The movement seems to have jolted Marianne's heart, for Winslet's face moves from cool passivitity to a slow, heaving glumness, eyes staring downwards in some kind of mixture of shock and shame. Even now, before her brain seems to know, her body realizes her own mistake, her head bowed. Elinor, scrambling for the silver lining, stands behind her sister and grasps the bed-post, closing in on her sister as best she can.
"Oh, Marianne. Dearest... it is best to know what his intentions are at once. Think of what you would have felt if your engagement had carried on for months and months before he chose to put an end to it."

Quick as a flash, Marianne replies with an almost scornful,
"We are not engaged."

"But you... you wrote to him, I thought then he must have left you with some kind of understanding..."

"No. He is not so unworthy as you think him."
Marianne may have been swept coldly aside by Willoughby but Winslet makes it clear with the low-key anger she uses to undercut Marianne's reply: she loves him, and he did no wrong.

"'Not so unworthy...'", Elinor echoes in disbelief... the camera once again moves with her as she swiftly skirts the corner of the bed and sits across from her sister, forcefully grabbing her arms.

"Did he tell you that he loved you?"
Thompson's eyes go wide, forcing Marianne to look at Elinor and tell her the truth.

"Yes..." Marianne replys quickly... then Winslet looks down, and there follows a quivering, shamed, "No. Never absolutely."

The realization shows on Thompson's face; and here comes the line, delivered by Winslet with such quavering shock and resigned realization that has made it stick in my head all these years:

"It was everyday implied but never declared."

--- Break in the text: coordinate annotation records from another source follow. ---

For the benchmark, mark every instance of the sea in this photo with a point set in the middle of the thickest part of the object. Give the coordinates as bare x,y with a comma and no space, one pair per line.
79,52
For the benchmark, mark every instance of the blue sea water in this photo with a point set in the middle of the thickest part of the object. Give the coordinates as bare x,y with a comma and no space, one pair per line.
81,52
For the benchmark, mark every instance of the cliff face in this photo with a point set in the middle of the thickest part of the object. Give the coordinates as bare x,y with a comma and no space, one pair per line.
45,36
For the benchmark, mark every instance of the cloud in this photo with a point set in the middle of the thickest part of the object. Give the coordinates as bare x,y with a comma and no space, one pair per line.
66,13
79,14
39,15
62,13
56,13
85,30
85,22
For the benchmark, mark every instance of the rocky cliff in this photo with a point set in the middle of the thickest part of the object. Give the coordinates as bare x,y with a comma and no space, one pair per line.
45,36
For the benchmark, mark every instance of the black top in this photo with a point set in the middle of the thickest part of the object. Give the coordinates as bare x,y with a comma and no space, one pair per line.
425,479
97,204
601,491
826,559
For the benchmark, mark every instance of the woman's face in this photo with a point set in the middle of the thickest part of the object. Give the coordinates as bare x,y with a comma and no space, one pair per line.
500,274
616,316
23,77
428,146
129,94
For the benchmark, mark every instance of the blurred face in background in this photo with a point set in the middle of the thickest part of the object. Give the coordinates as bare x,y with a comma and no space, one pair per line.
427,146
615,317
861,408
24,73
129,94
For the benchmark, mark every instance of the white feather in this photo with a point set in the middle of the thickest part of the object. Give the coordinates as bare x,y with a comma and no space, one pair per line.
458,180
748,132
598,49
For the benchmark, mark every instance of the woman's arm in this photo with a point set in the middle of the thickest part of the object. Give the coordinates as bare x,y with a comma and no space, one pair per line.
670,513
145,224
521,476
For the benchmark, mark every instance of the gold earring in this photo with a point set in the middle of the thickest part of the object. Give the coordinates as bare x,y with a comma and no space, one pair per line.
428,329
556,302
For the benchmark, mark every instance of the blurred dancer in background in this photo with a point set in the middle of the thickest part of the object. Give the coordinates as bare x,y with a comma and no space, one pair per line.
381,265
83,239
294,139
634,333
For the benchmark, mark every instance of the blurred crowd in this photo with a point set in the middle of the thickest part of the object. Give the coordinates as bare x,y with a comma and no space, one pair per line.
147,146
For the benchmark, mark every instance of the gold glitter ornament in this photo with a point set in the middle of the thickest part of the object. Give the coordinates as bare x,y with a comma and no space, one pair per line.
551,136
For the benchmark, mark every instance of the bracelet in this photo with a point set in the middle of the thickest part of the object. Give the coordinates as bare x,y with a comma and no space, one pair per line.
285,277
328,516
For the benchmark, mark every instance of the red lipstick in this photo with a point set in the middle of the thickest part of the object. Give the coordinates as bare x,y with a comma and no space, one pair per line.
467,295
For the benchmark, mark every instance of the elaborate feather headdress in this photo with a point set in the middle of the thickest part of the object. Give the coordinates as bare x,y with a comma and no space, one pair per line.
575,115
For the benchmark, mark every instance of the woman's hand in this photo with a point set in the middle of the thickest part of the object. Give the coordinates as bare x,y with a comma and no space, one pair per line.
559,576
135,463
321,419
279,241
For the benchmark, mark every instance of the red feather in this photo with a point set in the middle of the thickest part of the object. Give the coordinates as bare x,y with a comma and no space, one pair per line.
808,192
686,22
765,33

"Sometimes I thought it had been, but it never was. He has broken no vow."

But Elinor will not let her sister take all the shame. Clutching ferociously at Willoughby's letter, Thompson waves it desperately, insisting that "He has! He has broken faith with all of us, he made us all believe he loved you."

And Marianne has had enough of defending Willoughby, and even trying to cope. "He did... he did!" she cries, her voice cracking open like a muscle shell, her reddening face unable to hold itself up any more... and Winslet has her face crumple, screwing it up with fierce tears, and her hand moving up in a vain attempt to hold herself together. "He loved me as I loved him!" Marianne wails as her final words, body falling onto the bed in a wrack of sobs.

Winslet spends the remainder of the scene lying on the bed, cries quiet but continually broken, as Mrs Jennings (Elizabeth Spriggs) enters and offers her kind but gossiping words to Elinor. Winslet, indeed, spends her time flat against the bed, her lips formed into some kind of perverse clownish smile, though of course it is no smile at all.

Mrs Jennings leaves the scene with a final note of humour, perhaps telegraphing further how that this, finally, is Marianne's 'punishment' for being so wilful, open and impulsive. "Does she care for olives?" Mrs Jennings asks caringly, prompting an amusingly comic reaction of bemused bewilderment from Thompson; eventually Elinor replies "I cannot tell you", and we leave Marianne to her tears as the new scene has her problems airily criticized by her acidic sister-in-law and her brother.

1 comment:

Alisha said...

Hi -- Just surfing through while looking for inspiration to write a paper on the scene you're describing, only from the actual book.

Anyway, I thought, since you've never read the book, that I would leave you with the exact line Marianne says.

"But he told you that he loved you." ---

"Yes--no--never absolutely. It was every day implied, but never professedly declared. Sometimes I thought it had been--but it never was."

Very close to the dialogue used. I just recently saw the BBC 2008 version and rather prefer it to Emma Thompson's, mostly because it follows the book more closely.